Due to the fact that the earth’s axis is tilted, heat and solar radiation is unevenly distributed. Because of our unique circumstances, heat accumulates at the equator naturally, thus leaving the poles without heat. The Earth uses various processes to circulate warm air towards the poles and move cooler air towards the equator.
Image Courtesy of Wikimedia
There are different kinds of convection cells found in the atmosphere that move air from the equator to the poles. These convection cells are polar cells, Ferrel cells, and Hadley cells. They are distinguished by where they are found.
Hadley cells occur between 0° and 30° latitudes (directly north and directly south of the equator). At the equator, these cells start with warm, rising air. Then, as the air moves away from the equator, the air falls as cooler air.

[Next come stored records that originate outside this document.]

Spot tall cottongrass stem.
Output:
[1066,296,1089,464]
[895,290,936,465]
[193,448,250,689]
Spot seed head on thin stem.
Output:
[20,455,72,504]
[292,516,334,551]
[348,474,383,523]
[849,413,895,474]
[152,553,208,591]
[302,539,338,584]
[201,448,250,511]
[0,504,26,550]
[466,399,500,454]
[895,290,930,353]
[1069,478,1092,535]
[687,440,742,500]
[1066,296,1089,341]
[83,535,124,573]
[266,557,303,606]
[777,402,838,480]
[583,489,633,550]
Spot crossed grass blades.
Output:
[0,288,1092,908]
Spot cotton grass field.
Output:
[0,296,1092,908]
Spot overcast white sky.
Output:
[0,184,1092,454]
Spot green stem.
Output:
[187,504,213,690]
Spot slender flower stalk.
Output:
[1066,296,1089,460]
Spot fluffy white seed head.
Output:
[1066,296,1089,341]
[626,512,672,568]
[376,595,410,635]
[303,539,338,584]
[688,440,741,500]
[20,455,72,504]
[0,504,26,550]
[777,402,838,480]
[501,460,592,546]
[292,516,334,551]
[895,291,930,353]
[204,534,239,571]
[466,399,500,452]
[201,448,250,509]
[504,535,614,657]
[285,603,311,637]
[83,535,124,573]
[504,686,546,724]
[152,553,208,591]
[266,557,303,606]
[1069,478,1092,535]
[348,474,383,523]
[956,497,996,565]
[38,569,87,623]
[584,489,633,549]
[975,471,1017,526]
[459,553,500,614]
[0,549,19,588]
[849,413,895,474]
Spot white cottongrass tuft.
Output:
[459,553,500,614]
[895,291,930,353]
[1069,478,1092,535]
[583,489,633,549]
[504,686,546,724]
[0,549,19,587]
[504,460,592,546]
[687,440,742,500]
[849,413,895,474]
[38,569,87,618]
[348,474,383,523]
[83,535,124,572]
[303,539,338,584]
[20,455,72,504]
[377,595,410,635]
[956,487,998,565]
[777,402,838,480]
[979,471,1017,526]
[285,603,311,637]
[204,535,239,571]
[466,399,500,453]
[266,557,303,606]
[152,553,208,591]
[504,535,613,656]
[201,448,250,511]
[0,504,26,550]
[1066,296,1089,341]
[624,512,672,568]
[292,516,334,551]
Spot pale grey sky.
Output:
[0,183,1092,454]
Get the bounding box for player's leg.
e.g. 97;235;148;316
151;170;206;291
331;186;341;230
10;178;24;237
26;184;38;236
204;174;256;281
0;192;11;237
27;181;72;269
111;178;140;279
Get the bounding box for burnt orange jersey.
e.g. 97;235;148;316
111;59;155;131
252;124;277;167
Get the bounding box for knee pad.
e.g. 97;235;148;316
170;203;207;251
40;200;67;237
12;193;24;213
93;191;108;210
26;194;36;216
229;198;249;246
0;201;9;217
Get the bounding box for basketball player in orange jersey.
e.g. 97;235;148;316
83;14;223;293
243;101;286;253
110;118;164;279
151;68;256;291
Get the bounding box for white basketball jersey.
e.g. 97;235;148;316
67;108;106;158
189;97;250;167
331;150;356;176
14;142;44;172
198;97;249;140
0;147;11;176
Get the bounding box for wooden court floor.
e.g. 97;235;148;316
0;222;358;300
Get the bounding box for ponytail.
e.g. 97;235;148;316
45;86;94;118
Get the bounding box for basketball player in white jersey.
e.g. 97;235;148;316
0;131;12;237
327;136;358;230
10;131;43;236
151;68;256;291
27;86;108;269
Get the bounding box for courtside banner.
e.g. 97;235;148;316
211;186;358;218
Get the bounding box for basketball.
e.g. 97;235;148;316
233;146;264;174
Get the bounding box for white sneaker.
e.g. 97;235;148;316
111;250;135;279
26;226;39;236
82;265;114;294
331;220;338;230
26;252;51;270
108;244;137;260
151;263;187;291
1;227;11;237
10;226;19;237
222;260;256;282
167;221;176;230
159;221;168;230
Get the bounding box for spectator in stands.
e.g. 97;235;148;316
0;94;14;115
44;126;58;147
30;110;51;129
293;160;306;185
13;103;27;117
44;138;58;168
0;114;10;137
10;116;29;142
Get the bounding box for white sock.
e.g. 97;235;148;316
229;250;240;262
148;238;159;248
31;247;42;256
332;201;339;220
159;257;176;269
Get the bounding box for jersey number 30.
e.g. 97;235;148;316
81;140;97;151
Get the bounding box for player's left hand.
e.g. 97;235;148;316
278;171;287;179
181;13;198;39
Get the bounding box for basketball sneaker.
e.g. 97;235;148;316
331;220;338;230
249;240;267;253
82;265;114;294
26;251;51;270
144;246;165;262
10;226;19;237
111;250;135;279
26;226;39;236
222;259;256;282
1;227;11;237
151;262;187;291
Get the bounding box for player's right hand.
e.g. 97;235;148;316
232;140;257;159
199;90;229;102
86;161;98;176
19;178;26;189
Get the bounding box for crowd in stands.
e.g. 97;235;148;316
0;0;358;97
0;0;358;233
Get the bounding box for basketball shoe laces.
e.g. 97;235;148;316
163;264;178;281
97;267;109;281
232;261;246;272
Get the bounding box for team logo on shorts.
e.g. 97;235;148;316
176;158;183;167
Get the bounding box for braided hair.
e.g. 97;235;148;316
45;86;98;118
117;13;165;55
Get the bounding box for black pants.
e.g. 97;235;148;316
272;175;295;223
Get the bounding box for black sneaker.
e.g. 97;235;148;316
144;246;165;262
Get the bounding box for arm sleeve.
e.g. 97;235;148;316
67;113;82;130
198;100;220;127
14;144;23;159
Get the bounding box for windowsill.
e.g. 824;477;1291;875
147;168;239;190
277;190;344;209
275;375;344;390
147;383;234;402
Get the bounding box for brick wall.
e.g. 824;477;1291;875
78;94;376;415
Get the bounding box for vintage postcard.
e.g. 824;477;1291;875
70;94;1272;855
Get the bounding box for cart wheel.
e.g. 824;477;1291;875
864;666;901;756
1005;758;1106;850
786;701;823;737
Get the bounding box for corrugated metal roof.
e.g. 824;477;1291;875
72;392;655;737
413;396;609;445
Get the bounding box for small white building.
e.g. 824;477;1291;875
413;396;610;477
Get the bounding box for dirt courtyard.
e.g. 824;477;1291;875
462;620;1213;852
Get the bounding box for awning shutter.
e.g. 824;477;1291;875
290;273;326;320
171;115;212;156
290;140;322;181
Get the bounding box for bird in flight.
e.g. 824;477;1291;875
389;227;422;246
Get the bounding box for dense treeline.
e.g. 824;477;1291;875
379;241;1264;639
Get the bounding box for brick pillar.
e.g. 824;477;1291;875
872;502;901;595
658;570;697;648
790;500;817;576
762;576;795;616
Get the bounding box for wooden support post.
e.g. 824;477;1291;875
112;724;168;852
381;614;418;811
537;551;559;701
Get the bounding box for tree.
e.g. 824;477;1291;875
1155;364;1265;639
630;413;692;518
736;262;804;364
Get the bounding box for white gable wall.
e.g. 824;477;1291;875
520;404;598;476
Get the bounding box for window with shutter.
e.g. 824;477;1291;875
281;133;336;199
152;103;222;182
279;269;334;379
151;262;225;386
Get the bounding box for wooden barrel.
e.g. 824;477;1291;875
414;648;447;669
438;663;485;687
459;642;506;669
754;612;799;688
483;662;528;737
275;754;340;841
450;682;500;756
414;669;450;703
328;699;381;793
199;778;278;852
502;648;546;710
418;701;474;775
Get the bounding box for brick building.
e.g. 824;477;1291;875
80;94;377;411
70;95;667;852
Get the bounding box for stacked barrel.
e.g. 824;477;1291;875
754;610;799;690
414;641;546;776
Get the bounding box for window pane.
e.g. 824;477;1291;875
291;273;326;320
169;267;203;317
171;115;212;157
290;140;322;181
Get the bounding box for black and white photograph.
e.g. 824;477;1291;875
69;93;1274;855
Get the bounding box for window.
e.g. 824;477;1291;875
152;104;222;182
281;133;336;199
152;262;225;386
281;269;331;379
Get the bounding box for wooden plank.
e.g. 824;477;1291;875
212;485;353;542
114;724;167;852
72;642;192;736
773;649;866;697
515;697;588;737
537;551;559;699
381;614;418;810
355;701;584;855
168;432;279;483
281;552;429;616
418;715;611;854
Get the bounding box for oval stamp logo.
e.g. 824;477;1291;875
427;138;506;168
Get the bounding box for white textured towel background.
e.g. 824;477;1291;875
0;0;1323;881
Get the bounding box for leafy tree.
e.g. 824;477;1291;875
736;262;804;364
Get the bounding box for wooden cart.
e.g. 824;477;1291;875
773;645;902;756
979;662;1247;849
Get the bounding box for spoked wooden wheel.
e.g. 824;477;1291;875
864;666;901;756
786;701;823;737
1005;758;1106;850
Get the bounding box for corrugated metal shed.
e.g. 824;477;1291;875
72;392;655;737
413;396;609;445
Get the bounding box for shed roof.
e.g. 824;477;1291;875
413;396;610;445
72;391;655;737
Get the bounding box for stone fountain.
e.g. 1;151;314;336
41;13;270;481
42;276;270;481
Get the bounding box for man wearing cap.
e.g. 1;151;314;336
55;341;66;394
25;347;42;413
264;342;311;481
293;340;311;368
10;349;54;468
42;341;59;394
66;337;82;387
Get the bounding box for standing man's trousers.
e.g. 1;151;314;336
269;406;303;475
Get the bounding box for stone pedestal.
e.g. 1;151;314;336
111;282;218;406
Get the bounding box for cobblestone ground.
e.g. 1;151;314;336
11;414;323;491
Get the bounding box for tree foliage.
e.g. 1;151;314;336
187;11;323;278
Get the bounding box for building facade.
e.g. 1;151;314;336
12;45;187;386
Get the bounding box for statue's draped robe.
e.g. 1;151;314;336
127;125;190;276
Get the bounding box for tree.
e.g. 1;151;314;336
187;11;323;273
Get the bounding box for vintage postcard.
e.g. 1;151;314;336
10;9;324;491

Ferrel cells occur between 30° and 60° latitudes. Around the 30° latitude line, the cold, dry air of a Hadley cell falls, pushing warm air up.
Polar cells occur at latitudes greater than 60°. Polar cells start around the 60° latitude line where warm air from the Ferrel cells is pushed up. At higher latitudes, this air cools and falls as dry air on the poles.
Pressure in our atmosphere has a lot of effect on wind, which travels best from a high-pressure to a low-pressure environment. Think about a hill. One will go faster rolling downwards than attempting to roll up.
Looking at the image above, we can see the pressure created at a boundary between two convection currents. For example, between a Hadley and Ferrel cell, there is high pressure, but between two Hadley cells, there is low pressure. Thus, the wind will blow from the Ferrel-Hadley boundary (30° latitude) to the Hadley-Hadley boundary (0° latitude). This helps in keeping the convection cells separate, with different wind direction that allows Earth to redistribute its received heat energy.
Imagine you are standing on a merry-go-round at the park. If you throw a ball straight ahead while the merry-go-round is spinning, the ball will appear to curve to the right (if you are in the Northern Hemisphere) or to the left (if you are in the Southern Hemisphere). This is because the ball is moving in a straight line relative to the ground, but the ground is moving in a circular path around the center of the merry-go-round.
The Coriolis effect works in a similar way. When an object is in motion relative to a rotating frame of reference, it appears to curve in a certain direction. This effect is most noticeable at long distances and at high latitudes, where the rotation of the Earth has the greatest influence.
It plays a role in the way that winds and ocean currents behave. As we established above, winds will go from the Ferrel-Hadley boundary (30° latitude) to the Hadley-Hadley boundary (0° latitude), or high to low pressure. These winds are called trade winds. If the earth wasn’t spinning, the winds would travel in a straight line; however, since the earth rotates, these winds do as well. If you look at the global circulation image, you will see that the lines representing wind currents are curved.